This sporadic food supply is the reason for the vast network of tunnels and the resulting mounds. “It’s like if all the supermarkets were open for one day a year — the person with the fastest car would get the most food,” says Martin. “You need a network of roads to get to the supermarket as quickly as you can because you’re in open competition with other colonies.”
To estimate how old the mounds are, Martin and his collaborators used a technique called optically stimulated luminescence, which can be applied to quartz crystals in the soil to determine when they were last exposed to sunlight. Conservative estimates of the ages of the mounds they studied range from 690 to 3820 years old.

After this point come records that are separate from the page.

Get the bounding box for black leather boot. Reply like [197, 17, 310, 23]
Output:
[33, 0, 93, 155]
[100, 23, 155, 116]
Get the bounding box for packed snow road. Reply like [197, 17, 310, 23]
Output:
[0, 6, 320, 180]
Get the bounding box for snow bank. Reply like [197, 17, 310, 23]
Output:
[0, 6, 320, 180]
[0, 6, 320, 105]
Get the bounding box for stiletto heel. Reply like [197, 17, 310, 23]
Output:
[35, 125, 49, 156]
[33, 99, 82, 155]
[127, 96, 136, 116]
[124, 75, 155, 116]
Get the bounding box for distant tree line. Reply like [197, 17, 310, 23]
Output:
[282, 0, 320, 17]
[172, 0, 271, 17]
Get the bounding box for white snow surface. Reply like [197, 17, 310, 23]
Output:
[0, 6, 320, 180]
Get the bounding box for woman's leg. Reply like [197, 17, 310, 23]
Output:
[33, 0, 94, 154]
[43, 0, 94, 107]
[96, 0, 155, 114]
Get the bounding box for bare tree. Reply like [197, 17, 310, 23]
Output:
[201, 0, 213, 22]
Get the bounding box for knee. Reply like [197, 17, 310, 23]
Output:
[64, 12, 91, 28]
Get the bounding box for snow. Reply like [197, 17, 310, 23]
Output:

Their remarkable persistence is thanks in part to the dry, stable climate, with little rainfall to erode them. The soil is hard, acidic and lacking in nutrients, so the area has not been disturbed to create farmland.
Regular patterns
The researchers wondered whether competition between colonies might account for the regularly spaced pattern of the mounds. When they moved termites to neighbouring mounds, they did not show any aggression towards the locals, but when termites were moved into more remote mounds, they immediately fought with the termites they encountered. This suggests that individual colonies stretch over many mounds, so moving termites between adjacent mounds keeps them within the same colony. The team have not yet been able to determine exactly how big the colonies are.
Instead, Martin thinks the regular pattern of the mounds is simply the result of each colony having to dig vast, interconnected networks of tunnels to find food and minimise the energy costs of removing soil from the tunnels. The termites might use pheromones to help them find their way to the nearest waste mound.

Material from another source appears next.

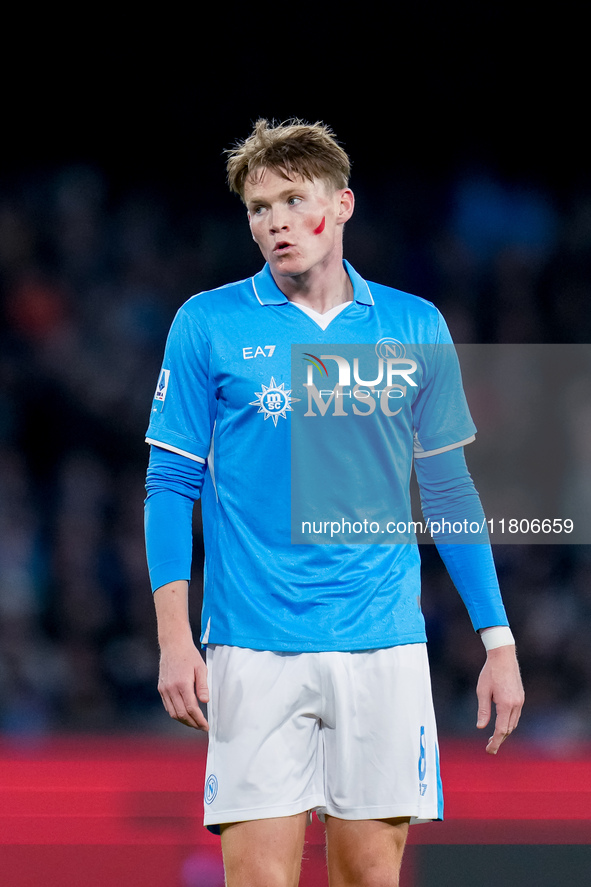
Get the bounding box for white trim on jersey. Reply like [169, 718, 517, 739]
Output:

Landscape modification of a similar magnitude has been seen in other termite species, particularly the Macrotermes, found in Africa and southeast Asia, says Scott Turner at SUNY College of Environmental Science & Forestry in New York. “This demonstration that another, unrelated termite species is capable of similar feats underscores that large-scale landscape modification may not be an unusual feature of a few ‘charismatic’ species, but may actually be the norm among termites,” he says. “The implications of this for ecology and evolution of landscapes are huge.”
In most termite colonies, after mating the queen builds herself a chamber where she grows to an enormous size and produces huge quantities of eggs. Martin and his team were unable to find a royal chamber, so the structure of the colonies, as well as their size, remains unknown. It’s also unclear how the termites sustain themselves when their food supply is only available for such a short period. “We don’t know any [termite] species that hibernate, but maybe they do,” says Martin.